Reportage Conduite à 17 ans : "Ceux qui pondent ce genre de lois ne sont pas sur le terrain", dénoncent des gérants d'auto-écoles

Alors que la conduite dès 17 ans est possible à partir de 2024, des responsables d'auto-écoles, déjà en manque de moyens, appréhendent la réforme.
Article rédigé par franceinfo - Xavier Ponroy
Radio France
Publié
Temps de lecture : 3min
Une voiture auto-école devant le centre d'examen du permis de conduire (illustration). (Marcellin Robine/Radio France)

Il est désormais possible de passer son permis de conduire et de rouler dès 17 ans. C’est l’un des changements majeurs de cette année 2024. Jusqu’ici, il était possible de passer son permis avant 18 ans mais il était interdit de conduire une voiture. Un gros bouleversement pour les auto-écoles. Elles ne sont pas encore submergées de candidats mais appréhendent la réforme. 

À Aubagne, près de Marseille, dans l’auto-école ECF de Béatrice Tabuto, les demandes de permis à 17 ans n’affluent pas encore. Mais déjà, la professionnelle redoute les réponses qu’elle va devoir donner à certains : "Le souci c'est que je vais être obligée de leur répondre 'Non je ne peux pas vous faire passer le permis.' Parce qu'au niveau de la préfecture ça ne suit pas et on n'a pas le nombre de places nécessaire. C'est un problème récurrent dans toutes les grandes villes, particulièrement dans les Bouches-du-Rhône : ça bouchonne."
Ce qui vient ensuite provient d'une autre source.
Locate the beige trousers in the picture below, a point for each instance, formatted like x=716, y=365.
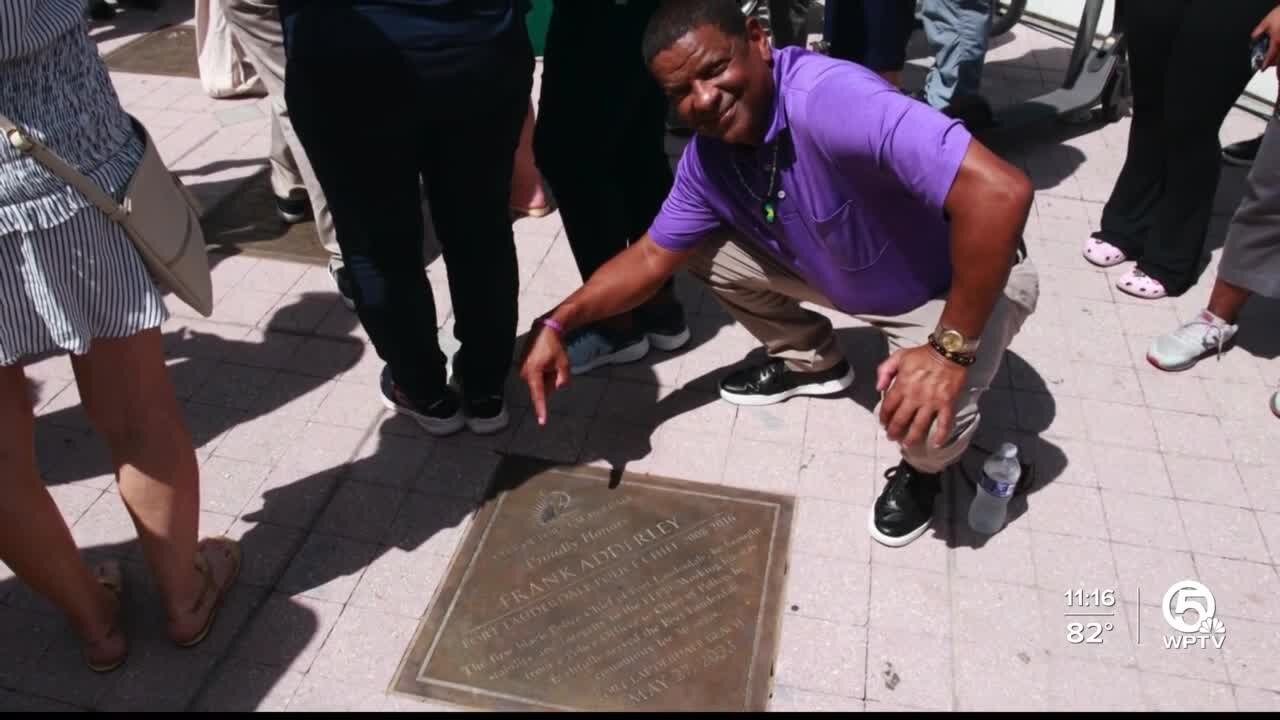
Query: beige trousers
x=256, y=24
x=764, y=296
Recrutement de nouveaux moniteurs

Cela risque de bouchonner encore plus avec l’abaissement à 17 ans. Dans les Bouches-du-Rhône, il y a seulement une quarantaine d’inspecteurs du permis de conduire. Et rien que dans l’auto-école de Béatrice Tabuto, il y a un peu plus d’une centaine d’élèves : "Aujourd'hui on est à quasiment un an d'attente parce que je n'ai que 12 places par mois. Ceux qui pondent ce genre de lois ne sont pas sur le terrain et dans la réalité des faits ! Ce n'est pas 12 places qu'il me faudrait par mois mais 35 ou 40 pour éponger en plus tout le Covid, tous les échecs et tous les nouveaux arrivants !"

Pour tenter d’absorber le nombre de candidats déjà nombreux, Béatrice Tabuto va également recruter un moniteur supplémentaire. Il faut s’adapter à la demande reconnaît également Gérard Khennouf, patron d’une école de conduite dans le centre-ville de Marseille : "Ça change un petit peu structurellement notre recrutement au niveau des moniteurs. Depuis quelques années on a du mal à recruter des moniteurs."

Questions de sécurité

Au-delà des questionnements logistiques, les professionnels se posent aussi des questions plus morales sur le fait de mettre un adolescent de 17 ans sur la route : "C'est excellent pour le chiffre d'affaires parce qu'on a un peu plus d'élèves qui s'inscrivent mais déontologiquement ce n'est pas génial. Dans le sens ou la maturité de la jeunesse n'est pas encore adaptée à 17 ans. À 17 ans on est encore adolescent, il y aura beaucoup plus de problèmes sur la route."

Raison pour laquelle toutes les auto-écoles continuent d’inciter leurs jeunes candidats à se tourner d’abord vers la conduite accompagnée. En 2024, 860 677 jeunes Français auront 17 ans, selon l'Insee.